Brighton Orpheus Choir

with the Sinfonia of Arun
leader: Robin Morrish

conducted by Stella Hull

soloists:
Sally Harrison (soprano)
Adrian Powter (baritone)

Antonín Dvorák (1841 - 1904) by John Blackwood

Antonín Dvořák  (1841 - 1904)
Te Deum

By the last 20 years of his life, Dvořák's music and name had become internationally known. He had earned many honours, awards and honorary doctorates. In 1892, he responded to an invitation to move to America to work as the artistic director for the National Conservatory of Music in New York.  The $15,000 he was offered was nearly 25 times what he had been earning in Prague. The Te Deum was the first performance he gave in America, when the new work had its premiere on 21 October 1892 in Carnegie Hall, with Dvořák conducting a choir of 250 singers.

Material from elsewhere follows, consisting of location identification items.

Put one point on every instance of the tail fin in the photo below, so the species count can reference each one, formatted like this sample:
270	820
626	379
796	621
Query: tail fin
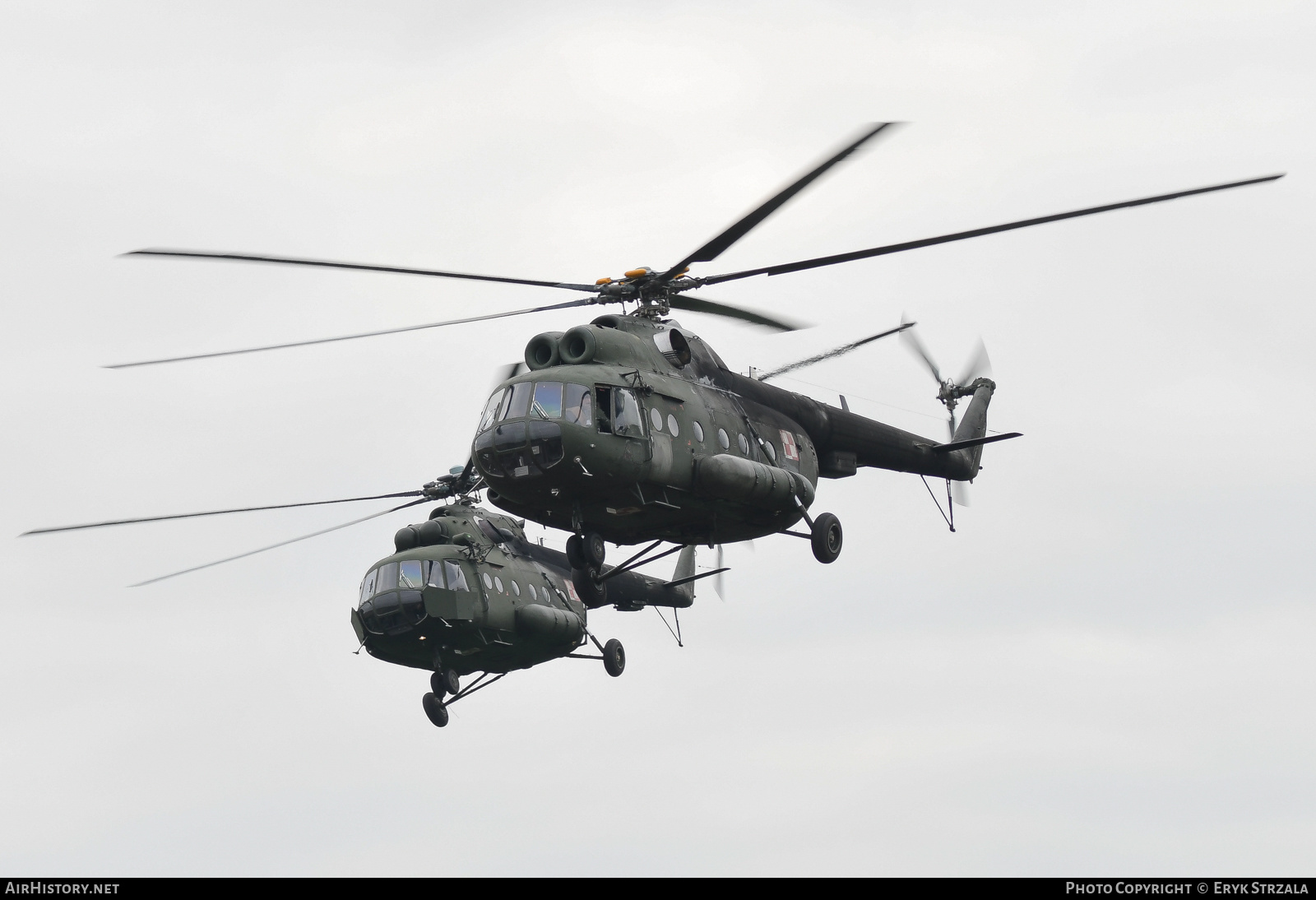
684	568
974	424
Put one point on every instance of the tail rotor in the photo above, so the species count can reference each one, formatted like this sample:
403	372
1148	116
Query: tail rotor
949	391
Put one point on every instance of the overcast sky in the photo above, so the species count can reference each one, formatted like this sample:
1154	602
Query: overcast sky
1105	670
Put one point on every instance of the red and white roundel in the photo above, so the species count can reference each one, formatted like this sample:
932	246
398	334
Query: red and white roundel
789	448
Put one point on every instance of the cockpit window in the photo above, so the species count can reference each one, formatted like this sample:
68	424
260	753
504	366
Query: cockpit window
491	410
627	419
548	401
579	407
387	579
456	577
410	574
517	401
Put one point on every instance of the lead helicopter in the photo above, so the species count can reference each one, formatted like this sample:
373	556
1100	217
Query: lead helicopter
632	429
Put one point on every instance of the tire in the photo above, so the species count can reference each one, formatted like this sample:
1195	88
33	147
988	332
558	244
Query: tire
827	538
436	709
445	682
576	554
614	656
595	550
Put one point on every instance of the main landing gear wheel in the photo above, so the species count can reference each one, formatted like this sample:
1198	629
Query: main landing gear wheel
576	555
594	549
614	656
436	709
445	682
827	538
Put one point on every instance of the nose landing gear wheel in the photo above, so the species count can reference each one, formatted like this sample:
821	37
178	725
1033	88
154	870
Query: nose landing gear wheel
436	709
445	682
827	538
614	658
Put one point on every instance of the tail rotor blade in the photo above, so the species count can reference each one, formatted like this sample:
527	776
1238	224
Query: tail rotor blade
978	366
504	373
915	346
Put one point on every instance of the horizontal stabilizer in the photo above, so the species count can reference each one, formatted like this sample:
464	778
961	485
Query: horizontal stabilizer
695	578
974	443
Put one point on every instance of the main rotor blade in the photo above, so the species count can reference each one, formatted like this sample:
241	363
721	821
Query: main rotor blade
217	512
691	303
280	544
353	337
741	228
327	263
911	340
831	355
978	232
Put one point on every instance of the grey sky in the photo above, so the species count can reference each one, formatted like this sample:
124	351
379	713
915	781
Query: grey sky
1107	670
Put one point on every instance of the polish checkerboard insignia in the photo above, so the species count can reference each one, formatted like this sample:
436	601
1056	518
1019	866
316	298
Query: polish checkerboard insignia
789	447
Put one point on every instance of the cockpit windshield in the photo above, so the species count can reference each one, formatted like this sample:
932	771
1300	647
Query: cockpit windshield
548	401
519	397
490	414
627	419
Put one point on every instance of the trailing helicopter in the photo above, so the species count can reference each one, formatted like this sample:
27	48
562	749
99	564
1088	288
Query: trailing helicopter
466	591
632	429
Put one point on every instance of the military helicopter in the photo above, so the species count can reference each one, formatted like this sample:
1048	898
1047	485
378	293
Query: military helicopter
632	429
466	591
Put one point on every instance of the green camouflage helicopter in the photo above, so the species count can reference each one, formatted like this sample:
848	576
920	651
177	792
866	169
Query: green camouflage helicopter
467	592
632	429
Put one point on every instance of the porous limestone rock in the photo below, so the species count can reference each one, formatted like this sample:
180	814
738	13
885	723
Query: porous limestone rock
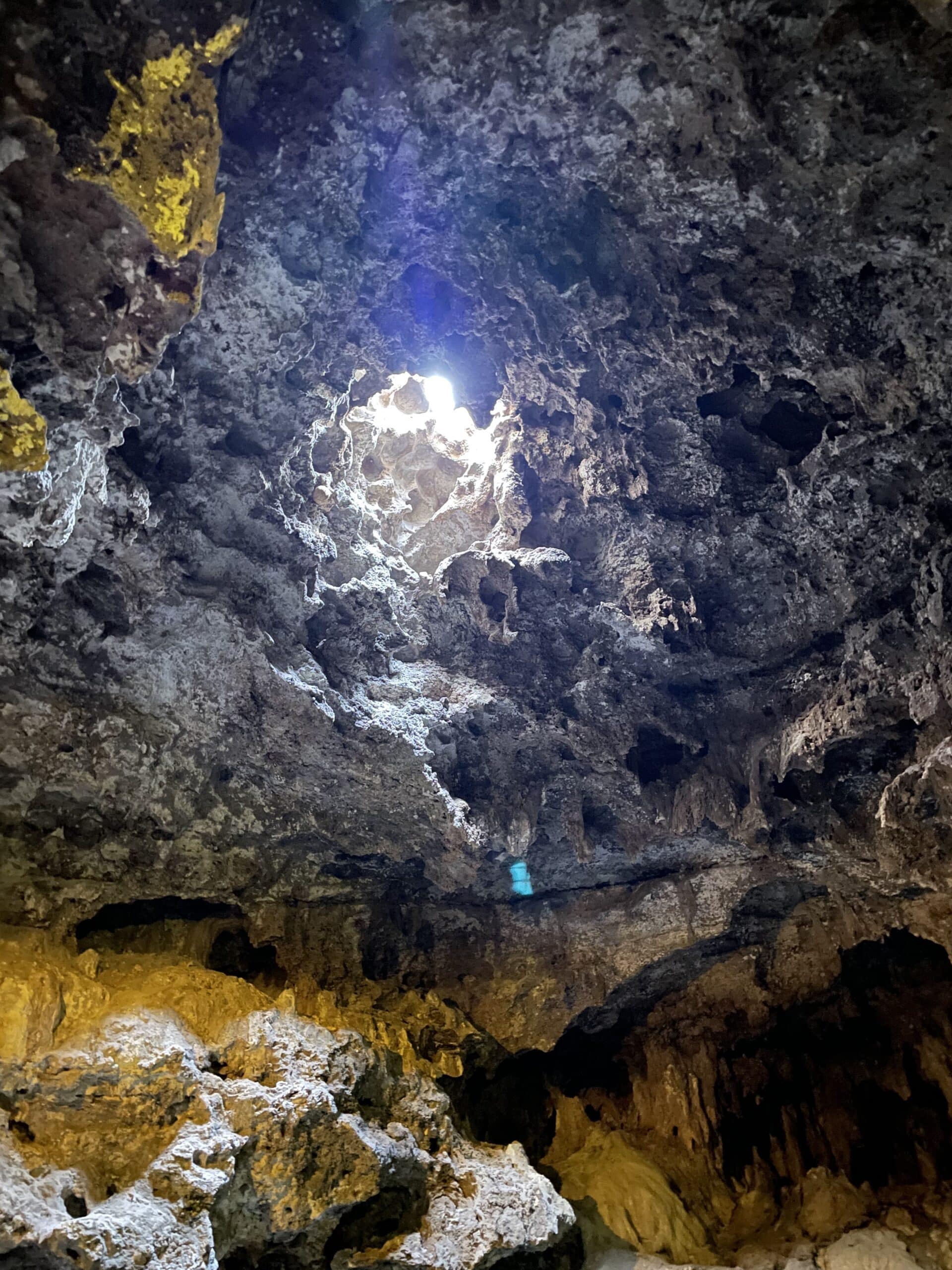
587	761
179	1119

The Te Deum is a joyous, extroverted and optimistic setting of traditional Christian texts.  It opens with a chorus and soprano solo.  The second movement Tu Rex Gloriae features a bass solo with the chorus, which stands alone in the following Aeterna fac.  In the final movement Dignare Domine the chorus is joined by both soloists.
Song of Destiny

Brahms wrote the Schicksalslied (Song of Destiny) based on an extract from a Hölderlin poem. It was whilst visiting the naval seaport of Wilhelmshaven that Brahms was captivated by a poem he discovered by Friedrich Hölderlin entitled Hyperions Schicksalslied. Almost immediately he was deep into its composition.

The Schicksalslied was first performed in 1871. The title can equally be translated as Song of Fate.  Written during the three years after the German Requiem, it has sometimes been described as a "mini-requiem". As with the Requiem his focus is more humanistic than religious. Hölderlin's text contrasts the sublime contentment of the Olympian gods with the terror and powerlessness of humanity buffeted by fate, as the waves break at the foot of a cliff. His poem ends on a note of resignation.   Brahms, however, chooses to end the Schicksalslied with a return to the heavenly radiance of the introduction - hope and consolation for the living may yet be found here on earth.
Johannes Brahms (1833-1897)

Johannes Brahms (1833 - 1897)
Portrait of Ralph Vaughan Williams, by Evelyn Page, Dorking 1950

Ralph Vaughan Williams (1872-1958)
Benedicite

Vaughan Williams' Benedicite was composed in 1929 for the jubilee of the Leith Hill Musical Festival in Dorking, Surrey. Vaughan Williams himself conducted the first performance of the work in 1930.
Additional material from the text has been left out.